What Is a Grid Cell?

Andrew Kirmayer

Located in the hippocampus and other areas of the brain associated with memory and spatial awareness, the grid cell generates electrical activity that represents an organism’s environment. It is one of three types of neurons that map the environment from within the brain. Discovered in mice brains in 2005, grid cells create triangle-shaped grids that are thought to represent physical locations. They were detected in human brains in 2010 using equipment to detect neurological electrical response in relation to the spatial grids of terrain, and objects in a virtual reality environment.

Grid cells are located in the hippocampus and the other areas of the brain that are associated with memory and spatial awareness.
Grid cells are located in the hippocampus and the other areas of the brain that are associated with memory and spatial awareness.

Grid cells allow the brain to map the location of objects and features in the physical environment as well as remember where things are. The geometric patterns that represent the electrical activity in the cells can be plotted by imaging devices and computers. While they tend to be arranged in triangles, the effect is a latitude and longitude line like analysis of information that is created in the brain. Grid cell activity is complemented by the function of place cells, which is to fire accordingly when a person or animal stays in a certain position, and head cells which sense direction. The brain can process information and remember landmarks even in an unfamiliar environment.

The function of the grid cell is affected by Alzheimer’s disease because it is located in regions of the brain where the disease begins. Alzheimer’s patients often experience disorientation and difficulty recalling spatial details early on, and a disruption in the mapping ability of grid cells may be the reason. These neurons provide a perception of the environment as well as memories. Without the map produced by grid cell activity to serve as a guide, the brain is unable to process information sufficiently for spatial awareness.
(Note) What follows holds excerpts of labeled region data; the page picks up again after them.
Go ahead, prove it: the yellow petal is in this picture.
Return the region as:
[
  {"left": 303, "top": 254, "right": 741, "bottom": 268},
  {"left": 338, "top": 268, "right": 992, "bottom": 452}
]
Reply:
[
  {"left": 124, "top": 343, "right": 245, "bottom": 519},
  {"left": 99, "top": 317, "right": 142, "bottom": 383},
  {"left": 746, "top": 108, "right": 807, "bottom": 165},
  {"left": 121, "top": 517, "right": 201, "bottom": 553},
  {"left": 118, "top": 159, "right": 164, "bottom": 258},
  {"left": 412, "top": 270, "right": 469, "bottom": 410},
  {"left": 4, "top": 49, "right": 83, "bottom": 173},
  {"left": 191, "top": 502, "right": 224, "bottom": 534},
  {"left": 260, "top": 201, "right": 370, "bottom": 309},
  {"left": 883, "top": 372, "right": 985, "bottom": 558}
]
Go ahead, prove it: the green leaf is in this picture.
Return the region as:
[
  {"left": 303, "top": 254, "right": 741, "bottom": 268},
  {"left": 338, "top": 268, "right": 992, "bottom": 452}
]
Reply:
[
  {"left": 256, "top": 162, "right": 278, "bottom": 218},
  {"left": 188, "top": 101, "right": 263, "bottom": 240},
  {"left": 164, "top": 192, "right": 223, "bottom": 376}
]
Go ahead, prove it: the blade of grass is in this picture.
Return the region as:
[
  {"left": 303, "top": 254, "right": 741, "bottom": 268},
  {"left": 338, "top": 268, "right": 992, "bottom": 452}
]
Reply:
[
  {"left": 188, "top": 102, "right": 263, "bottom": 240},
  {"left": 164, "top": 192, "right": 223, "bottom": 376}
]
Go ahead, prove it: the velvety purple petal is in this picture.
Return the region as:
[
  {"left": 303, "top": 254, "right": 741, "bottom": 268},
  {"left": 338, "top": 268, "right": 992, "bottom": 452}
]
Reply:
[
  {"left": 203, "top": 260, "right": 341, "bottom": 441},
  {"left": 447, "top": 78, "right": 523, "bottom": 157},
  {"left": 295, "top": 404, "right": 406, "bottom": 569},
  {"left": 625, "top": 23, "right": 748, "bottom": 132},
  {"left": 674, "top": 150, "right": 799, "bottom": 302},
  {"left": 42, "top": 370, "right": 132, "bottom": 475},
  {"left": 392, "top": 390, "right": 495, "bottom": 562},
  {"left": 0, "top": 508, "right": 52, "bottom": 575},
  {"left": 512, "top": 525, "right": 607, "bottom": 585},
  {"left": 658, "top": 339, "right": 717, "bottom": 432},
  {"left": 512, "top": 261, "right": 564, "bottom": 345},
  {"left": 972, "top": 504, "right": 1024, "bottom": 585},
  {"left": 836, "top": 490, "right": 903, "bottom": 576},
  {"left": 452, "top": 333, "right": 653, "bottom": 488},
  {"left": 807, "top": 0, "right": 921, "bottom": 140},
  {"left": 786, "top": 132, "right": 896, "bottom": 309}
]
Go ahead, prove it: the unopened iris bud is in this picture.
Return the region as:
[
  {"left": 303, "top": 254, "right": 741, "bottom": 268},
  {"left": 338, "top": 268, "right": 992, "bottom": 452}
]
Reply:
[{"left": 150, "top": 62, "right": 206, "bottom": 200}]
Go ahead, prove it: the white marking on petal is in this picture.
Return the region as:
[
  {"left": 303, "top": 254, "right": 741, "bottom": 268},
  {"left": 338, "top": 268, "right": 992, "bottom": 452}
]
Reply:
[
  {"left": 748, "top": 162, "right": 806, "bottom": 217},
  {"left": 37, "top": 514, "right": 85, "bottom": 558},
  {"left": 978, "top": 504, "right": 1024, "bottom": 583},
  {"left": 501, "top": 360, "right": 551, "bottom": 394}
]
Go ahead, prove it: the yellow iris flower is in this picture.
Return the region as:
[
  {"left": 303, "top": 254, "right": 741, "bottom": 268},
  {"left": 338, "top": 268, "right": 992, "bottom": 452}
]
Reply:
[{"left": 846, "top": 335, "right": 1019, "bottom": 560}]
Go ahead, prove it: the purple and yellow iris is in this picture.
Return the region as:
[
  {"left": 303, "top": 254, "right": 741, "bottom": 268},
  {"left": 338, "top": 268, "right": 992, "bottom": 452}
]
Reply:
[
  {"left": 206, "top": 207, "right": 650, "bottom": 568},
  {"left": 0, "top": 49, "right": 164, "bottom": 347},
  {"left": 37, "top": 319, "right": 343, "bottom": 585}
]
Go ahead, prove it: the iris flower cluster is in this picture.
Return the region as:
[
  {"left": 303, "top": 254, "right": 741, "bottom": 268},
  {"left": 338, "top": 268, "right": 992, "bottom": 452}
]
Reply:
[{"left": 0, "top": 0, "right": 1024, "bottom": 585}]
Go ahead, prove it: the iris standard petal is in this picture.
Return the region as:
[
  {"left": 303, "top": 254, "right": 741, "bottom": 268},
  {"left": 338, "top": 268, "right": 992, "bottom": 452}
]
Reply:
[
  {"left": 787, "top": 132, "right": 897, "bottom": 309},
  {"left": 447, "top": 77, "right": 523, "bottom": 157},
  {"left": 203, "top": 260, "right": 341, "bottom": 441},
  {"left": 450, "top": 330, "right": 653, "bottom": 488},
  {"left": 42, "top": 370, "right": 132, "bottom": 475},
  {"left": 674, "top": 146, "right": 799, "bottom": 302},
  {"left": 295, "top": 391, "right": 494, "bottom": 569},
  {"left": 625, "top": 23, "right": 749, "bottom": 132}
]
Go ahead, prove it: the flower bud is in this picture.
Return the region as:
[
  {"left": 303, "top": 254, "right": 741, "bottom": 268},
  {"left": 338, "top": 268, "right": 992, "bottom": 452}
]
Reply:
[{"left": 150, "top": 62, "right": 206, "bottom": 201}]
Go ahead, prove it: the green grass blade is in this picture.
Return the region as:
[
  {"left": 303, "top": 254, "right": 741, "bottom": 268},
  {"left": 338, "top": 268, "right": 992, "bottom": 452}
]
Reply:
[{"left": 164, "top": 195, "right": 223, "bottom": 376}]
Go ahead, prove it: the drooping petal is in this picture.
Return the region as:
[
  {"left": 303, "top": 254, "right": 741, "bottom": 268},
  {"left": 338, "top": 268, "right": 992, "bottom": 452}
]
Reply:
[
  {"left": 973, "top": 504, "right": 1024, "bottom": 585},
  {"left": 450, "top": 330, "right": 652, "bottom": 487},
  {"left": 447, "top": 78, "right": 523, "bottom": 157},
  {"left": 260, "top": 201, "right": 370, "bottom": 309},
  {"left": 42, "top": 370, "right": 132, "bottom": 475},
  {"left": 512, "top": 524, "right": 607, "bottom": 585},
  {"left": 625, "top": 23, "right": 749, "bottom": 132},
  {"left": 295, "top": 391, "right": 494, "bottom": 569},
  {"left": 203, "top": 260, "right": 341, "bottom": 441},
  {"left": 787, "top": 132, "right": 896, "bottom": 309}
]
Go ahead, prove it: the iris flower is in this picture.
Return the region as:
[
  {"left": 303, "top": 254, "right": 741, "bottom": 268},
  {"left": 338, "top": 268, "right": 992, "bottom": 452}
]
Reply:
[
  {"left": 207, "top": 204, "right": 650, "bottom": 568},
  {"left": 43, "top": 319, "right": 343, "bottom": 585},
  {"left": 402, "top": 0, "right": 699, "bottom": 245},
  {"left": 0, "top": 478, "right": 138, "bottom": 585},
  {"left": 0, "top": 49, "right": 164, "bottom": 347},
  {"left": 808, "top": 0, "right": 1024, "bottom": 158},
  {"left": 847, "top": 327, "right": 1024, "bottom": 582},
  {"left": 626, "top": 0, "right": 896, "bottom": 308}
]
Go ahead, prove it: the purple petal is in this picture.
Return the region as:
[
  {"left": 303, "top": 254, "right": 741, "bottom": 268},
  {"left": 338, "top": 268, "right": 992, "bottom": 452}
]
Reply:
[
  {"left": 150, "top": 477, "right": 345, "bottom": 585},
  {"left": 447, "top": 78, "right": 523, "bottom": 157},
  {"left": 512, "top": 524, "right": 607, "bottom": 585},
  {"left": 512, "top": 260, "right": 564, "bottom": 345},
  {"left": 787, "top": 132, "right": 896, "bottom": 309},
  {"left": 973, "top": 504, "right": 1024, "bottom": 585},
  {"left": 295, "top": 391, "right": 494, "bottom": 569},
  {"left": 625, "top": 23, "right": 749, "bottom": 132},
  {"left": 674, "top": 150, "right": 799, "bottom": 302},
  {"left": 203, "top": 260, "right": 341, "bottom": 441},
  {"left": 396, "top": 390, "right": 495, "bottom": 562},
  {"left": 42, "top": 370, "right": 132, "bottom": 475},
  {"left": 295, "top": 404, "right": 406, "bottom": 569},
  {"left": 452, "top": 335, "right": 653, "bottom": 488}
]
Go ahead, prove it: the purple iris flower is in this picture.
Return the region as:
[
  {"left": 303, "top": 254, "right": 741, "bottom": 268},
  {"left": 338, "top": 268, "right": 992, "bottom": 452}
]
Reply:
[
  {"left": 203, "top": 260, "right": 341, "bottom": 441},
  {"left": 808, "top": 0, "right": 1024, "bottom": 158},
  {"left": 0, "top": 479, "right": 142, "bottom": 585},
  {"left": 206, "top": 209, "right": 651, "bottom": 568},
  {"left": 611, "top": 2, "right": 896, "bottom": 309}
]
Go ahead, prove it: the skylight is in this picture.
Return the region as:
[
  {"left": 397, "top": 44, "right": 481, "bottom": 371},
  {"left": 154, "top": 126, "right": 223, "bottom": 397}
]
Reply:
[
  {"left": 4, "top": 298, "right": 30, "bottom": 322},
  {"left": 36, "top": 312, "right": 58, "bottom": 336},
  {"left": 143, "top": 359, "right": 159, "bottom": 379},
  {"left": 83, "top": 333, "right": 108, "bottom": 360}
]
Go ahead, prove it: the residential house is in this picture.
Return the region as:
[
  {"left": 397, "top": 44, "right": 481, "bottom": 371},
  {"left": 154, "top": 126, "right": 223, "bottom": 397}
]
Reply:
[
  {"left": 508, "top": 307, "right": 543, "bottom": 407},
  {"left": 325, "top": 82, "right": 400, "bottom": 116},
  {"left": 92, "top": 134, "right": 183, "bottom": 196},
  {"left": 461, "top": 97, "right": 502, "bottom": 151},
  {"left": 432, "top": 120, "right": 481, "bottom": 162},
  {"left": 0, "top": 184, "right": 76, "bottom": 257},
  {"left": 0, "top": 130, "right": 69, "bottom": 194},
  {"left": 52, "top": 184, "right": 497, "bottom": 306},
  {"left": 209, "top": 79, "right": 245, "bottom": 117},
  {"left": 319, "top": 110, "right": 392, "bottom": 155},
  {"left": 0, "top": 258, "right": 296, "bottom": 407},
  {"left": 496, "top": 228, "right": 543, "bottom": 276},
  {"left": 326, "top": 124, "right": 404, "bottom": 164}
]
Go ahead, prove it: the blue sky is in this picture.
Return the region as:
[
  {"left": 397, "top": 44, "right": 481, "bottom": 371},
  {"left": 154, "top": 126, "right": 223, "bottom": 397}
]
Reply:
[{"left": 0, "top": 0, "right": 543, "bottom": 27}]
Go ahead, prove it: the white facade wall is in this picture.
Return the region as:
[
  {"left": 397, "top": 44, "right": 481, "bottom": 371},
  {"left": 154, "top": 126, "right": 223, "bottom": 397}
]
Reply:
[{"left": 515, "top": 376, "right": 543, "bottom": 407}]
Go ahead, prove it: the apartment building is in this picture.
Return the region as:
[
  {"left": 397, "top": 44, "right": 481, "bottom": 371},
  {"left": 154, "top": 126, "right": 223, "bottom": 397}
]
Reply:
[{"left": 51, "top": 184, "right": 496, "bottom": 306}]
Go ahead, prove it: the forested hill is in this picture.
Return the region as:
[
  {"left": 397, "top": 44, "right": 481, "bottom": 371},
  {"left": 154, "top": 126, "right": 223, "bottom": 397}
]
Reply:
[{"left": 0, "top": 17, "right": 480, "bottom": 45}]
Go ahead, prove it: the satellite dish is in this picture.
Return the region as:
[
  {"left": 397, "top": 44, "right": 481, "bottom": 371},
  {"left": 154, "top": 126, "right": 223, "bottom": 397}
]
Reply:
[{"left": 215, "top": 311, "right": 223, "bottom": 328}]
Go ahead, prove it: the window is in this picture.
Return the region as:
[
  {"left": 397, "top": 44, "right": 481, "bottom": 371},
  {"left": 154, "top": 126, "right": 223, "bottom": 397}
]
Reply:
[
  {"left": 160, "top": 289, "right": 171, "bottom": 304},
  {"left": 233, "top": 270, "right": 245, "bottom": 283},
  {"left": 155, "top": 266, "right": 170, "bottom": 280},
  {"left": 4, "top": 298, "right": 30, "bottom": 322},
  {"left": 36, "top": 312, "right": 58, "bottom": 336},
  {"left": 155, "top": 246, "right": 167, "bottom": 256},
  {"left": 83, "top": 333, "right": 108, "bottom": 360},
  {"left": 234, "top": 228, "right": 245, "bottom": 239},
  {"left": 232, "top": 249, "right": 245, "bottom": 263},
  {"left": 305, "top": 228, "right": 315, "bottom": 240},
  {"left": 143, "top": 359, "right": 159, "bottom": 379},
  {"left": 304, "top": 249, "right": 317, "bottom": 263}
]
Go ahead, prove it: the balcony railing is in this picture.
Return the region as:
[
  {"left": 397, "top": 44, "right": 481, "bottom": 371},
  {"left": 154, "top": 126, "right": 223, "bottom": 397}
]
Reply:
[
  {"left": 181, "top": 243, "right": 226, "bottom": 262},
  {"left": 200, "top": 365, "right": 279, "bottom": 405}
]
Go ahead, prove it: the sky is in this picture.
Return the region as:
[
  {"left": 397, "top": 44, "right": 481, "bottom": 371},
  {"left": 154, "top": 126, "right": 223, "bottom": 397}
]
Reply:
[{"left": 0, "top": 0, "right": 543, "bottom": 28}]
Data gathered by mapping the location of grid cells and associated activity is also beneficial for neurosurgeons. By imaging the brain’s electrical activity and analyzing electrical signals, they can measure what areas are affected by diseases such as Alzheimer’s or epilepsy, and use the information as a guide while operating. The electrical activity of a grid cell is symmetrical about a circle, with the triangular segmentation occurring in six distinct regions. Faster motion and changes in the environment cause the cells to fire more frequently; changes in direction and speed are immediately detected so the brain can reformulate an internal picture of the environment.